A crise é (também) de alegria e de esperança

Mário Nunes

Os portugueses, na generalidade, cultivam um espírito alegre e até conseguem, por vezes, brincar com o infortúnio e a desgraça, para suavizar e esquecer a frustração, o desespero, o desânimo e o pessimismo, resultantes de momentos desagradáveis e negativos para a pessoa e a comunidade, criando apropriadas “charlas” jocosas, satíricas, irónicas e de censura para diluir o mal. É uma característica que averbamos, embora não seja exclusiva nossa, pois outros povos a exibem.

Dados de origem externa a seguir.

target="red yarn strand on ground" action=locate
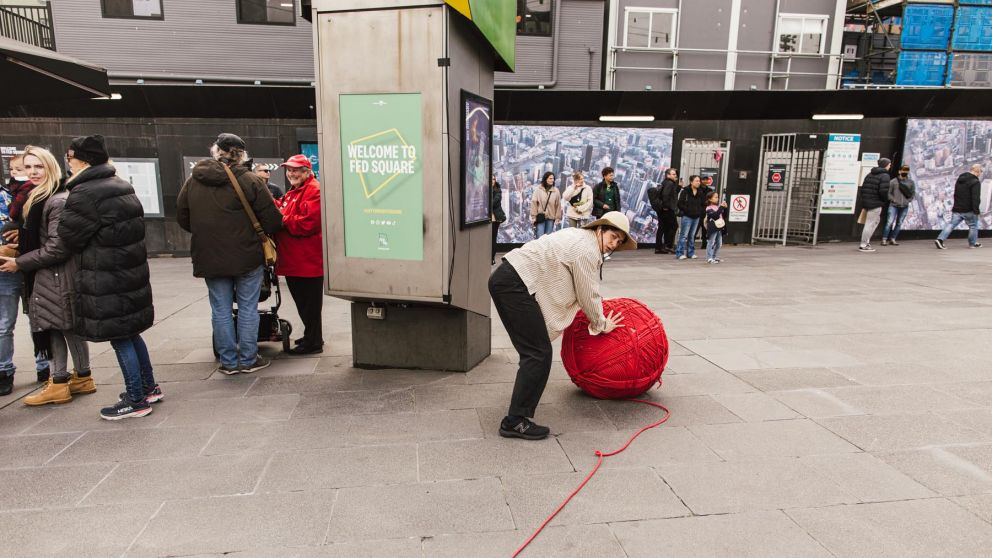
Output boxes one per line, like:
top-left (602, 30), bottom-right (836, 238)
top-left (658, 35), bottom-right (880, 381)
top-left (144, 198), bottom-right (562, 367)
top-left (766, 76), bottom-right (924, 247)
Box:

A crise que nos agride e amarfanha e que se derrama sobretudo na Europa e na América, tem transformado a natural boa disposição nacional, roubando o sorridente semblante e substituindo, gradualmente, o humor fresco e sadio, por uma máscara amorfa, de infortúnio e desprovida do fulgor e alegrias usuais, deixando rostos acabrunhados, infelizes, pensativos, abúlicos, especialmente nas classes média, pobre e mais pobre. Reside nelas um sentimento expressivo de revolta, de impotência e de desânimo interior, que se mostra no rosto e se estende ao diálogo com os amigos e ou conhecidos, onde a conversa assenta, invariavelmente, na miséria trazida pela crise.

Atente-se, por exemplo, nas reportagens televisivas dirigidas aos cidadãos, que quando interpelados evidenciam, nas respostas, o que lhes vai na alma. O brilho dos olhos e o indisfarçável mal-estar revelam alguém inconformado, desiludido, descrente e apreensivo do futuro. Este aspecto físico e psicológico é sustentado nos discursos, entrevistas, conversas, opiniões, esclarecimentos e outras intervenções dos políticos, economistas, comentadores, agentes sociais, religiosos e de responsáveis de outras áreas da sociedade que, normalmente, acompanham as palavras com uma cara de sexta-feira santa. Não há sorrisos e otimismo, prevalece a escassez da esperança, diminui o estímulo para vencer e falta o orgulho de sermos portugueses e termos ultrapassado tantas “tormentas” ao longo da nossa multissecular história. São discursos que escurecem o coração em lugar de trazer ânimo, conforto e desanuviamento, um amanhã melhor.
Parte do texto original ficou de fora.